The final result of that view would be:

It’s worth noting that we could have also used foregroundColor to set the color of the text elements, like this:

Text("Hello, world!").foregroundColor(MyColorScheme.text)

However, as foregroundColorwould be superseded and replaced by foregroundStyle, it makes sense to use the latter from the start to set the foreground style which includes the foreground color and text color if the SwiftUI component has text.

Using Color Picker for user selected colors

A more recent addition to iOS pickers, Color Picker allows us to enable users to personalise their experience by choosing from a palette of colors. It’s very simple to declare and use, and provides users with a seamless experience:

@State private var bgColor = Color(
    .sRGB, 
    red: 0.98, 
    green: 0.9, 
    blue: 0.2)
    
 var body: some View {
   List {
     ColorPicker("Choosen Color", 
                  selection: $bgColor)
   }
 }

To sum up

In SwiftUI, colors are used extensively to style and design user interfaces. SwiftUI provides a Color structure that represents a color and can be used in various ways to apply color to views, backgrounds, and other UI elements.
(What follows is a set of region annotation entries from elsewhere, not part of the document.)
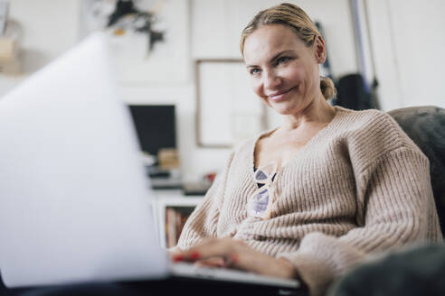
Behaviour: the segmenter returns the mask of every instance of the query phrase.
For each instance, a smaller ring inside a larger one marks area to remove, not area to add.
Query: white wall
[[[383,110],[445,107],[445,2],[367,1]]]
[[[0,97],[78,41],[78,0],[13,0],[9,17],[21,26],[22,66],[19,76],[0,75]]]
[[[166,0],[171,5],[175,1]],[[241,58],[239,36],[241,29],[260,9],[281,0],[183,0],[171,6],[173,18],[184,23],[183,51],[189,67],[186,79],[171,84],[126,84],[123,98],[131,104],[175,104],[177,106],[178,145],[185,179],[196,180],[217,171],[229,149],[200,148],[195,134],[195,86],[193,60],[205,58]],[[324,25],[327,53],[336,77],[357,70],[349,0],[292,1]],[[371,35],[381,82],[383,109],[409,105],[444,106],[440,56],[444,48],[445,8],[440,0],[368,1]],[[410,17],[415,13],[420,23]],[[0,96],[19,83],[27,74],[48,63],[79,41],[80,0],[13,0],[11,17],[24,28],[22,47],[26,73],[21,77],[0,74]],[[426,25],[426,26],[425,26]],[[423,30],[427,28],[427,30]],[[420,31],[422,30],[422,31]],[[153,71],[161,69],[159,67]],[[174,63],[162,67],[175,69]],[[184,66],[181,66],[184,67]],[[279,122],[272,116],[272,125]]]

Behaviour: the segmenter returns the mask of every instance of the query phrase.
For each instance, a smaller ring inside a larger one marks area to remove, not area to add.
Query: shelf
[[[181,190],[156,190],[155,196],[159,241],[162,247],[166,247],[166,211],[167,208],[188,208],[191,212],[203,200],[204,196],[185,196]]]

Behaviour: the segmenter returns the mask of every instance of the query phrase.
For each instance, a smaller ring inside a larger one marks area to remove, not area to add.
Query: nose
[[[274,70],[267,71],[263,76],[264,89],[275,90],[282,83],[281,77]]]

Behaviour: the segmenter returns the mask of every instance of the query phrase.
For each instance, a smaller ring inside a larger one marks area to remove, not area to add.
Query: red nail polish
[[[190,259],[192,259],[192,260],[199,259],[199,257],[201,257],[201,254],[198,252],[194,252],[190,255]]]
[[[183,261],[183,260],[184,260],[184,256],[182,254],[175,254],[173,257],[173,261],[175,261],[175,262],[179,262],[179,261]]]

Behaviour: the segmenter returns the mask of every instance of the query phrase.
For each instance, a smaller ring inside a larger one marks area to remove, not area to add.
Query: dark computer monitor
[[[157,155],[161,148],[176,148],[174,105],[128,106],[142,151]]]

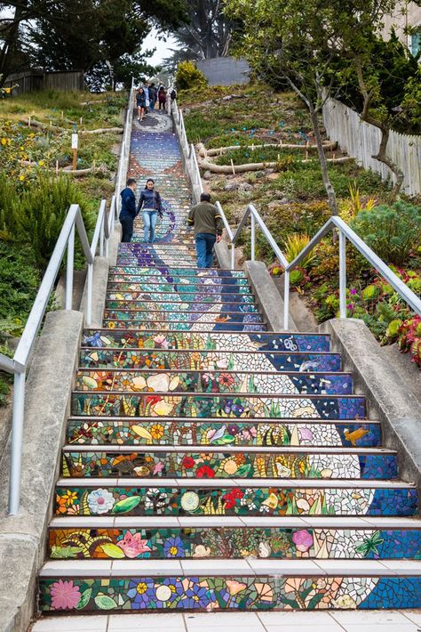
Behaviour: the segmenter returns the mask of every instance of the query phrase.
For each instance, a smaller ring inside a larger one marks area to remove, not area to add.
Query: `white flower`
[[[107,514],[113,508],[115,498],[108,490],[94,490],[88,496],[89,508],[92,514]]]
[[[156,599],[158,601],[168,601],[171,594],[171,589],[169,586],[159,586],[156,588]]]
[[[195,511],[199,502],[199,496],[195,491],[186,491],[181,497],[181,506],[185,511]]]

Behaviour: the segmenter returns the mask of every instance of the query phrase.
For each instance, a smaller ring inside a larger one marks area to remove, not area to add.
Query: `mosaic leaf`
[[[97,595],[94,601],[100,610],[113,610],[113,608],[118,607],[114,599],[108,597],[107,595]]]
[[[121,560],[124,557],[123,550],[115,544],[102,544],[101,548],[107,557],[112,557],[115,560]]]
[[[131,496],[128,498],[119,500],[113,507],[113,514],[126,514],[128,511],[134,509],[135,506],[138,506],[140,500],[140,496]]]

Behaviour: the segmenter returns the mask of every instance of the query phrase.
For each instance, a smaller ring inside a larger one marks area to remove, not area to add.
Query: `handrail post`
[[[92,320],[92,288],[93,288],[93,262],[88,263],[88,301],[86,305],[86,326],[91,327]]]
[[[15,373],[13,388],[13,417],[12,421],[12,463],[9,481],[9,514],[16,515],[20,502],[22,468],[23,419],[25,414],[26,373]]]
[[[346,237],[339,231],[339,315],[346,318]]]
[[[290,271],[283,275],[283,328],[288,331],[290,325]]]
[[[73,270],[75,264],[75,224],[70,231],[68,241],[68,267],[66,270],[66,310],[73,306]]]

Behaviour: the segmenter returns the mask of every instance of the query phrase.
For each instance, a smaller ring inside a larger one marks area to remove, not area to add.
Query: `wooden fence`
[[[18,96],[23,93],[36,90],[51,89],[71,92],[72,90],[84,90],[84,74],[83,70],[69,70],[66,72],[38,72],[31,70],[9,75],[4,87],[18,86],[13,89],[12,94]]]
[[[391,170],[372,158],[380,145],[381,132],[361,120],[360,116],[335,99],[323,107],[323,121],[331,141],[337,141],[359,165],[379,174],[382,180],[395,179]],[[401,190],[407,195],[421,194],[421,136],[391,132],[387,155],[399,166],[405,178]]]

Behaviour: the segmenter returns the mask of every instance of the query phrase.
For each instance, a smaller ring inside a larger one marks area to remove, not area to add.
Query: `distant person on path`
[[[127,186],[120,193],[122,197],[122,208],[119,220],[122,224],[122,242],[129,242],[133,236],[133,222],[138,215],[136,212],[136,180],[129,178]]]
[[[210,268],[213,262],[213,247],[222,235],[222,217],[218,208],[210,204],[209,193],[202,193],[200,203],[193,207],[187,223],[195,227],[197,267]]]
[[[138,121],[141,121],[147,107],[147,96],[143,88],[139,88],[136,93],[136,107],[138,109]]]
[[[163,203],[161,196],[155,190],[155,182],[152,178],[147,180],[147,185],[140,193],[138,203],[138,213],[143,207],[143,222],[145,223],[144,240],[147,244],[154,243],[155,228],[157,215],[163,216]]]
[[[155,109],[155,104],[156,103],[157,91],[155,87],[155,84],[151,84],[149,87],[149,109],[151,112]]]
[[[163,85],[160,87],[158,92],[158,102],[159,109],[165,109],[165,104],[167,102],[167,93],[165,92],[165,88],[163,87]]]

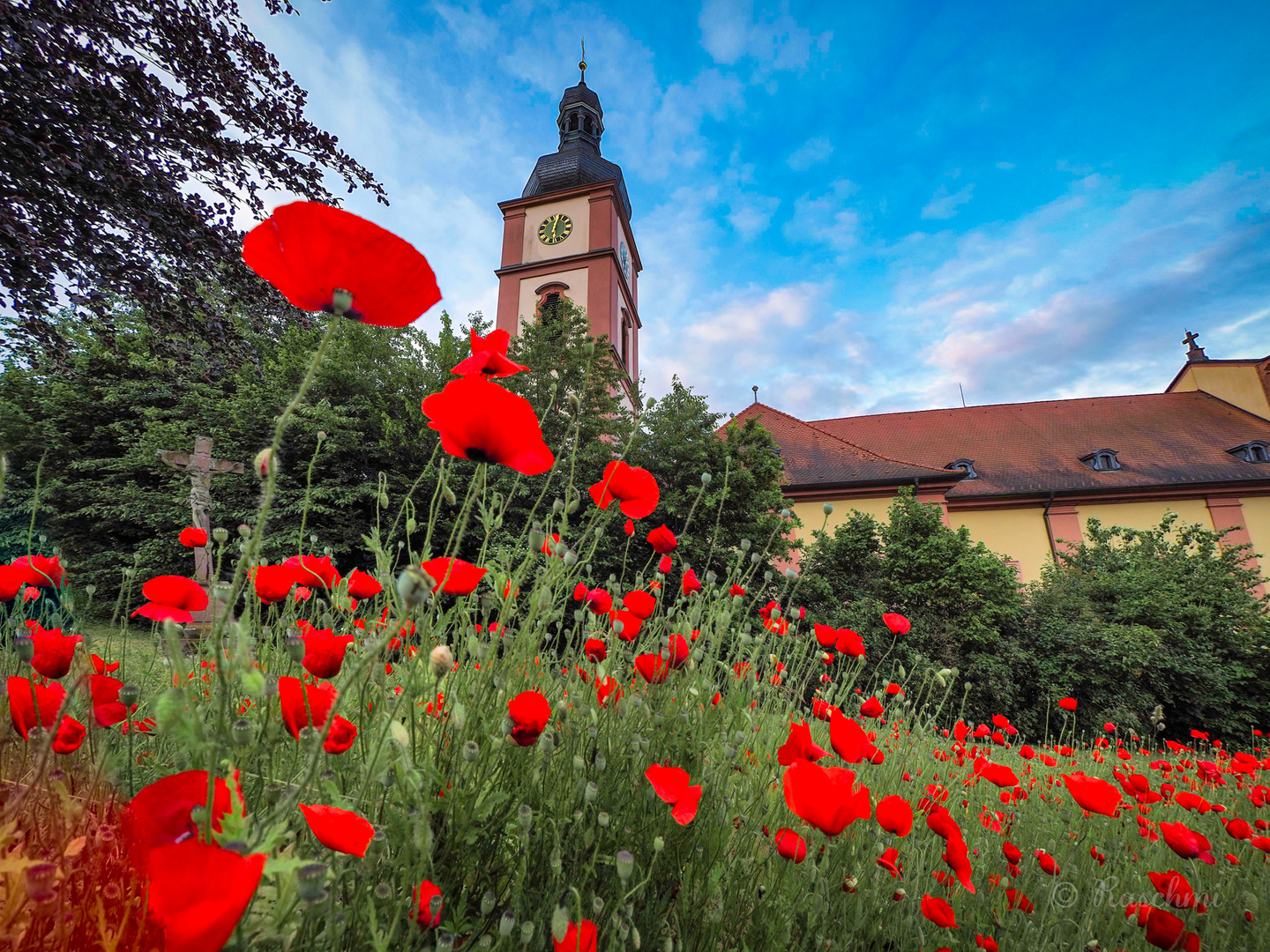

We’ve looked at how to use the built-in system colors as well as create our own custom colors. We’ve also looked at using Extensions to support custom colors and defining Color Assets in the asset catalog to use them in our SwiftUI views.

Finally we looked at how we’d color individual UI elements, as well as how we can allow users to set their own color preferences using Color Picker.

Hopefully you now feel confident to experiment with colors in your own Swift projects.